A switch in each user's customization file [see Table 7 above] can be set to allow access to a window to design, compare, save and recall complex tones, intervals, and triads within the B-P system. That window -- opened by the "hot key" Alt-B and shown in Fig. 20 below -- in turn allows access to a comments window and to a utility for constructing, editing, saving, and recalling two-decave B-P scales, complete with an appropriate graphic musical keyboard. The latter window is illustrated in Fig. 21 below. These additional windows are essentially identical to those described in detail above for the traditional system. The significant variations are outlined in the following paragraphs.

{short description of image}

Figure 20. The main window for designing complex tones based on the Bohlen-Pierce nontraditional scale.

The nine B-P note names extend from A to I, with the four "black notes" labeled B-sharp, E-flat, G-flat, and I-flat. We have chosen the following labels for the B-P intervals, in successive semitones from the unison: minor 2nd, Major 2nd, 3rd (9:7), perfect 4th (7:5), minor 5th, Major 5th (5:3), 6th, minor 7th, Major 7th, 8th, minor 9th, Major 9th, and Decave (3:1).

Automatic selection of harmonics meeting the channel separation criteria is restricted to odd harmonics, although the user is always free to add even harmonics for comparison purposes. A separate musiciBP.cus file supplies customization information for the B-P fundamentals, and is identical in format to musici.cus except for the absence of a line supplying a master gain multiplier and a B-P window enabling switch [see Table 7 above].

{short description of image}

Figure 21. The Scale window for use with the Bohlen-Pierce nontraditional scale.

Stimulus specification files for individual B-P stimuli carry a .SBP extension, and specification files for full B-P scales carry a .BPS extension. These files have formats that are identical to those of .SPC and .SCS files, respectively. A full B-P scale includes 27 .SBP files and 27 .WAV files, with each set of names extending from nob1 to nob27. There are 27 lines in each .BPS file.

When switching back and forth between traditional and B-P design and comparison windows, one needs to keep in mind that there can be separate 1.SBP and 1.SPC files, but only one 1.WAV file at any moment (and similarly for 2.SBP, 2.SPC, and 2.WAV). So both specification files are preserved, but redisplay and resynthesis may be necessary when switching from one window to the other. Things were designed this way to allow users to listen to rapid "One" - "Two" comparisons across the scale types.

MusiCI

Possible future enhancements:

MIDI keyboard control over looped .WAV files prepared by the Full Scale options.

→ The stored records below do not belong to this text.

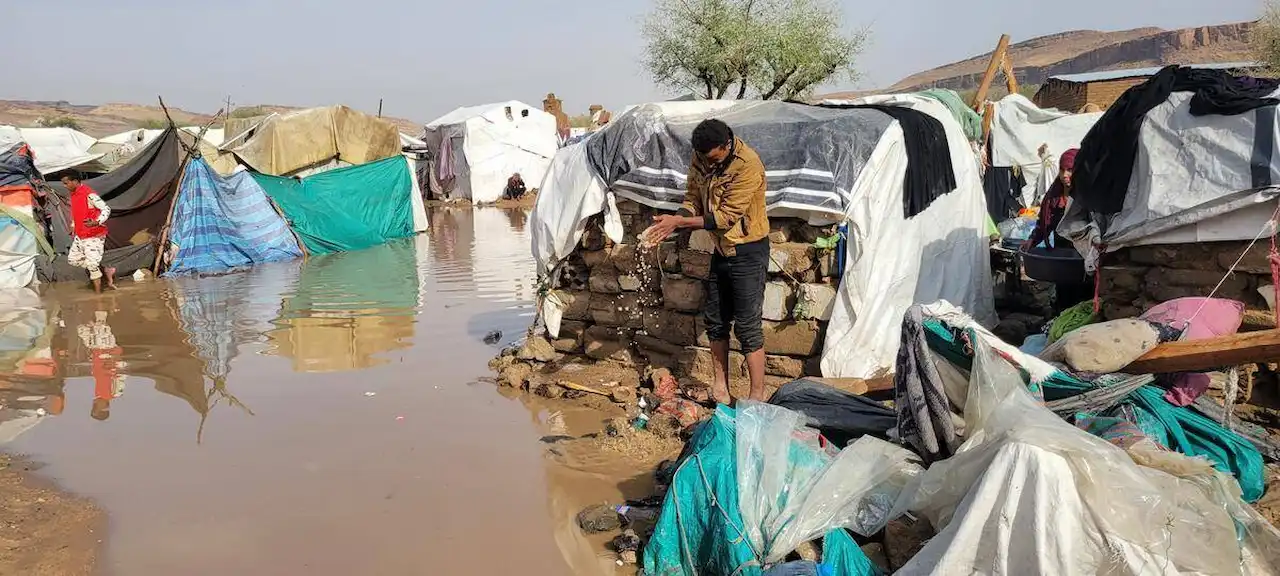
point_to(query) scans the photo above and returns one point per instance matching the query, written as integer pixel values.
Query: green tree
(771, 49)
(59, 122)
(1265, 37)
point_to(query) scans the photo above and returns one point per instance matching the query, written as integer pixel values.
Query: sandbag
(1104, 347)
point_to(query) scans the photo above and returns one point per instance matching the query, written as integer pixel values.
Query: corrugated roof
(1143, 72)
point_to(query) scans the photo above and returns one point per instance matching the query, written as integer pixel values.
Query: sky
(429, 56)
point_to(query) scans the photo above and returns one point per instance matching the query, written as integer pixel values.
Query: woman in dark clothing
(1052, 209)
(1054, 205)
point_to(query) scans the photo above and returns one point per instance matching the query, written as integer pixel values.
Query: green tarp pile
(348, 208)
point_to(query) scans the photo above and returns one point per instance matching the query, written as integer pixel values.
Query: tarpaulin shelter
(55, 149)
(287, 144)
(225, 223)
(347, 209)
(140, 195)
(824, 164)
(1019, 128)
(478, 149)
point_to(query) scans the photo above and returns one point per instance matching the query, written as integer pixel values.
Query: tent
(225, 223)
(1019, 128)
(1194, 178)
(823, 164)
(478, 147)
(140, 193)
(348, 208)
(55, 149)
(288, 144)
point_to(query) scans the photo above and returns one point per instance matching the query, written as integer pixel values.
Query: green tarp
(348, 208)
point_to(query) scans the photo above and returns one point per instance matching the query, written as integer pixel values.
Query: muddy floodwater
(323, 417)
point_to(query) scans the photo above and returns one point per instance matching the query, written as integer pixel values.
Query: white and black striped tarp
(812, 155)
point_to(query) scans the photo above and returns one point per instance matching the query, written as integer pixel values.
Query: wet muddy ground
(330, 416)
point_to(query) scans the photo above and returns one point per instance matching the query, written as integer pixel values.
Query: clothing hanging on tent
(1110, 150)
(928, 158)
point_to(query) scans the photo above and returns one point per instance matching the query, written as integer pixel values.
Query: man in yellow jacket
(726, 196)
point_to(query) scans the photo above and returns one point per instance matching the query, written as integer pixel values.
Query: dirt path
(44, 531)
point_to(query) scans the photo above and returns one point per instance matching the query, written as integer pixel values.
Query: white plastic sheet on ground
(1031, 494)
(892, 263)
(1019, 128)
(494, 146)
(55, 149)
(792, 490)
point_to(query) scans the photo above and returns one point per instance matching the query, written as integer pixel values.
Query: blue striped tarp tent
(223, 223)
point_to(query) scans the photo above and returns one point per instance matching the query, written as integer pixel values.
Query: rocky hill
(114, 118)
(1086, 50)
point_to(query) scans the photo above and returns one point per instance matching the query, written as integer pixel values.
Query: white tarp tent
(892, 261)
(479, 147)
(1019, 128)
(1210, 178)
(55, 149)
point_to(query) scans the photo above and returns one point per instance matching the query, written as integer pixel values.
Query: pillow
(1216, 318)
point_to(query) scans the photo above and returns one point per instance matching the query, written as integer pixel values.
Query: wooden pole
(182, 173)
(996, 58)
(1208, 353)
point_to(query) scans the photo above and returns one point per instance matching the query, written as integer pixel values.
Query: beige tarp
(286, 144)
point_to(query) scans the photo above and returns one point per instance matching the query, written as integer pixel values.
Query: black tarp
(17, 167)
(813, 155)
(140, 195)
(836, 414)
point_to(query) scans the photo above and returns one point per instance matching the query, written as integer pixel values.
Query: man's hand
(662, 228)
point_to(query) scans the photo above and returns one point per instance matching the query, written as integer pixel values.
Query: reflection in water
(293, 348)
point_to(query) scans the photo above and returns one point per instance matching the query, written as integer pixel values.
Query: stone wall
(1136, 279)
(638, 306)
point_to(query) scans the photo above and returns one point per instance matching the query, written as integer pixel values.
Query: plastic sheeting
(225, 223)
(812, 155)
(55, 149)
(700, 530)
(490, 142)
(346, 209)
(286, 144)
(1029, 493)
(1019, 128)
(892, 263)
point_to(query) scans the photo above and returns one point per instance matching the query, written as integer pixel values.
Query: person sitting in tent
(88, 219)
(726, 196)
(515, 187)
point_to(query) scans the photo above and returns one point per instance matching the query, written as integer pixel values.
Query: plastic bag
(1016, 228)
(792, 489)
(1028, 493)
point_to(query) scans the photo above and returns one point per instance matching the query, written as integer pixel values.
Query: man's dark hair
(711, 135)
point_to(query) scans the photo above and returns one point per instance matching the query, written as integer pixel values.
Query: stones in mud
(624, 394)
(549, 391)
(685, 295)
(515, 375)
(664, 425)
(536, 348)
(599, 519)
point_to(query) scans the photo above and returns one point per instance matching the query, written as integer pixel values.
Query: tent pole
(182, 176)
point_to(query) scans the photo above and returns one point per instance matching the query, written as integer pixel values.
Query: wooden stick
(1210, 353)
(991, 72)
(182, 174)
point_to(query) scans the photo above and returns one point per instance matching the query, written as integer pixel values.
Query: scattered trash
(598, 519)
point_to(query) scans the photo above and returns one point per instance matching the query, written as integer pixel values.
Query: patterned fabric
(923, 408)
(87, 254)
(225, 223)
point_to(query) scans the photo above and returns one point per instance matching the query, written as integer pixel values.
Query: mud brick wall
(1136, 279)
(643, 306)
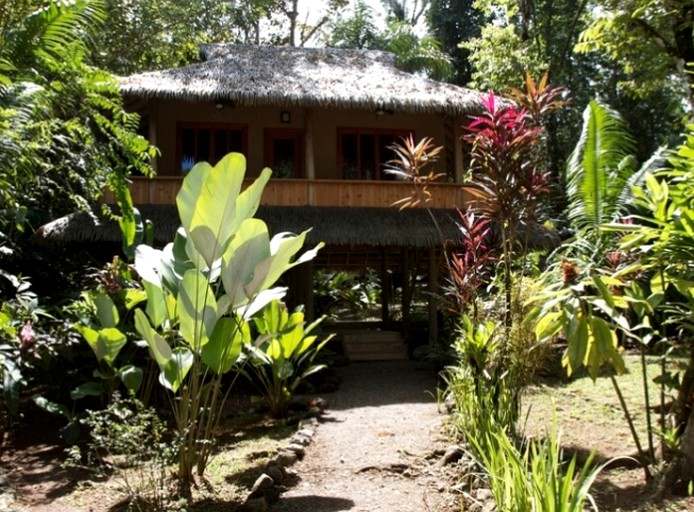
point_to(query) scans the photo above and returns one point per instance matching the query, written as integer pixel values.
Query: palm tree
(600, 173)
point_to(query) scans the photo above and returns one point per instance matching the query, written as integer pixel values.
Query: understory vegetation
(573, 263)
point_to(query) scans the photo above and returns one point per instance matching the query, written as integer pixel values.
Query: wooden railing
(278, 192)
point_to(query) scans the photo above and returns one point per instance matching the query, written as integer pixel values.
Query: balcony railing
(279, 192)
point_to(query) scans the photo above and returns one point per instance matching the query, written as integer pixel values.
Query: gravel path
(373, 450)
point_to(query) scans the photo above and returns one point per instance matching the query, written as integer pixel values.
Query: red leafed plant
(469, 267)
(508, 179)
(411, 164)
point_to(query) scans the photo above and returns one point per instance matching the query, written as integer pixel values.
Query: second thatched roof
(375, 227)
(282, 76)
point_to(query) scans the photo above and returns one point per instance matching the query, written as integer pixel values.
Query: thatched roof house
(324, 120)
(286, 77)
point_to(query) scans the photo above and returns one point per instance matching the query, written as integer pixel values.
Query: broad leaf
(197, 309)
(176, 369)
(106, 310)
(224, 347)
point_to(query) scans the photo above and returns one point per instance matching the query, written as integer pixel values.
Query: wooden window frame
(243, 128)
(295, 134)
(397, 133)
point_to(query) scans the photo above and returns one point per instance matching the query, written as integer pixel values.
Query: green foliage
(64, 136)
(453, 23)
(651, 41)
(482, 384)
(202, 291)
(600, 169)
(413, 52)
(283, 354)
(534, 476)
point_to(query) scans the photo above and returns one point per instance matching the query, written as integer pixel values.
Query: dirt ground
(376, 448)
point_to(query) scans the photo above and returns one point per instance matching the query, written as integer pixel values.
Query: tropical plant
(658, 248)
(65, 136)
(507, 182)
(412, 163)
(282, 356)
(131, 442)
(202, 292)
(534, 476)
(587, 300)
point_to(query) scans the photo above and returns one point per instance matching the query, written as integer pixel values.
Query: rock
(254, 505)
(297, 439)
(263, 482)
(308, 422)
(305, 432)
(298, 449)
(276, 472)
(319, 402)
(452, 454)
(483, 494)
(270, 496)
(286, 458)
(313, 412)
(490, 506)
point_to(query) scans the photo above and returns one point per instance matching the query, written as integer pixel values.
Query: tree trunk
(680, 469)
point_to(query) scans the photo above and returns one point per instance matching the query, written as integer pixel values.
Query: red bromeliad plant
(507, 181)
(469, 267)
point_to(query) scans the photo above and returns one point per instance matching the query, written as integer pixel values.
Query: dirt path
(373, 450)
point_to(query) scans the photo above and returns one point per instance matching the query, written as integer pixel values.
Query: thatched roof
(282, 76)
(346, 227)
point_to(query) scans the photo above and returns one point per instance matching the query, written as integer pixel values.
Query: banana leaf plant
(203, 290)
(283, 355)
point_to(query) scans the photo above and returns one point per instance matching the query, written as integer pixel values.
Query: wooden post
(406, 286)
(433, 290)
(310, 155)
(309, 278)
(385, 288)
(458, 156)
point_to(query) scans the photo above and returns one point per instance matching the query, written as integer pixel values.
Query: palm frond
(50, 29)
(599, 167)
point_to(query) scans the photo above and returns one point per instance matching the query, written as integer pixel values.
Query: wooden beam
(433, 291)
(310, 154)
(458, 153)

Generation of recordings for use in sampled keyboards (including ASDR envelopes). Such recordings would have four address pointers: (1) Attack segment onset, the beginning of the samples, (2) Sustain onset, the beginning of the looped segment, (3) Loop-back point, the end of the sustain loop and beginning of the release segment -- loop-back to point (2) would occur from here unless note release had been signaled, in which case playback would continue on into the release segment, and (4) End of the release segment and the final sample.